Peter Mui ’82 works to improve the world in diverse ways, from advancing the latest digital manufacturing technology to troubleshooting the humble toaster.
Mui arrived on campus at age 16 and dove right in. “I tapped that MIT education fire hose right into my carotid artery,” he says. A computer science and engineering major, he noticed that MIT’s academic and administrative sides didn’t always communicate and collaborate as well as they could. So he helped bridge the gaps by cofounding the MIT Entrepreneurs Club (now the E-Club) in 1987 and the MIT $10K Entrepreneurship Competition (now the $100K Competition) in 1990.
More recently, he started Fixit Clinic, a nationwide pop-up workshop where participants cooperate to apply critical thinking to malfunctioning household appliances and electronics.
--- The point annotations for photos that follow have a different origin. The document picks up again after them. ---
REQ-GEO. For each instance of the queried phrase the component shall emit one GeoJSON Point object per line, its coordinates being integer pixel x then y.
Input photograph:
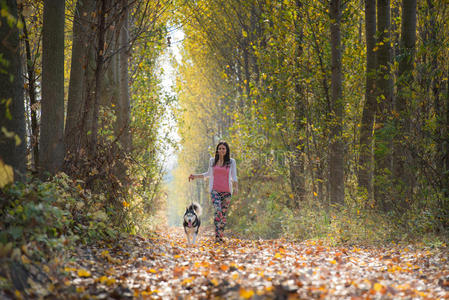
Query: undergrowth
{"type": "Point", "coordinates": [51, 216]}
{"type": "Point", "coordinates": [343, 225]}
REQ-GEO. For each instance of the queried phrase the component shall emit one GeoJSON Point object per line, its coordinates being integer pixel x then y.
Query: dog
{"type": "Point", "coordinates": [192, 222]}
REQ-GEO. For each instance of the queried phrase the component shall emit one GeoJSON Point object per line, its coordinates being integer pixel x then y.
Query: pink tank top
{"type": "Point", "coordinates": [221, 179]}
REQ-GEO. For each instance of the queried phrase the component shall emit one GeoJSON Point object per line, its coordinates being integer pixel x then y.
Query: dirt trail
{"type": "Point", "coordinates": [165, 267]}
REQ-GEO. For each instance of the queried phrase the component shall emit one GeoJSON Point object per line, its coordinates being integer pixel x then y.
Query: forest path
{"type": "Point", "coordinates": [165, 267]}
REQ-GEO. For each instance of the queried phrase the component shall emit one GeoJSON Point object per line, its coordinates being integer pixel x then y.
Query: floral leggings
{"type": "Point", "coordinates": [221, 202]}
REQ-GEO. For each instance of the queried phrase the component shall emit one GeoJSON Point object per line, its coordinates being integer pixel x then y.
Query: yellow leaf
{"type": "Point", "coordinates": [6, 174]}
{"type": "Point", "coordinates": [68, 269]}
{"type": "Point", "coordinates": [246, 294]}
{"type": "Point", "coordinates": [377, 287]}
{"type": "Point", "coordinates": [83, 273]}
{"type": "Point", "coordinates": [214, 282]}
{"type": "Point", "coordinates": [18, 294]}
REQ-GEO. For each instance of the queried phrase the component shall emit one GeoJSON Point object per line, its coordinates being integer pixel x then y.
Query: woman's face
{"type": "Point", "coordinates": [222, 150]}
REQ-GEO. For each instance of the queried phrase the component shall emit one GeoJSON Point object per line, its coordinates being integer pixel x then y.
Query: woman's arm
{"type": "Point", "coordinates": [202, 175]}
{"type": "Point", "coordinates": [235, 184]}
{"type": "Point", "coordinates": [195, 176]}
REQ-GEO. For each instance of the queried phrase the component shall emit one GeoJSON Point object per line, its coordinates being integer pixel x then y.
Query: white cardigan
{"type": "Point", "coordinates": [210, 174]}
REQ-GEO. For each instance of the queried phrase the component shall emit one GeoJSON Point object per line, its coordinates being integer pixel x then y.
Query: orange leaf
{"type": "Point", "coordinates": [224, 268]}
{"type": "Point", "coordinates": [246, 294]}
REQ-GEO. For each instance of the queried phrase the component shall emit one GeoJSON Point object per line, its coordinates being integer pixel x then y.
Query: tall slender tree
{"type": "Point", "coordinates": [12, 113]}
{"type": "Point", "coordinates": [336, 155]}
{"type": "Point", "coordinates": [80, 76]}
{"type": "Point", "coordinates": [369, 110]}
{"type": "Point", "coordinates": [384, 82]}
{"type": "Point", "coordinates": [122, 127]}
{"type": "Point", "coordinates": [52, 105]}
{"type": "Point", "coordinates": [401, 167]}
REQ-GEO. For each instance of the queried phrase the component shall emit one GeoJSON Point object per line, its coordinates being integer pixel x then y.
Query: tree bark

Fixit Clinics are held at colleges and universities including MIT, where Mui has led events at the Edgerton Center.
Today one of his priorities is helping digital technology make manufacturing processes more decentralized and democratic, which would help developing countries as well as workers whose manufacturing jobs have been shipped overseas, Mui says. For example, if you did need a new toaster, “imagine a world when a digital file gets sent next door to people in Somerville and they make one that matches your kitchen decor, costs $3, and lasts multiple generations.” He promotes several entrepreneurship programs at UCSF and UC Berkeley and served as director of strategic business development at Integrated Computer Solutions, which develops touch-screen interfaces for medical devices.
Mui’s cross-disciplinary, hands-on approach was shaped by his thesis advisor, MIT’s legendary Doc Edgerton, SM ’27, ScD ’38, who included Mui in his efforts to apply sonar technology to nautical archeology onboard Calypso, Jacques Cousteau’s research vessel. “Doc was like a second father to me, introducing me to amazing opportunities and people,” Mui says.
Now residing in Berkeley, California, Mui continues to mentor academic startups in areas from robotics and autonomous vehicles to energy and health care. “Life-sized” questions—the fundamental mechanisms of disease, the impact of technology, the future of work, our underlying judgment and decision-making processes—occupy his thoughts.
“There are major challenges with regard to civics and society, democracy and capitalism, and MIT instills a sense of service in its graduates,” he says. “It’s incumbent on us to help others, in the same way others helped us.”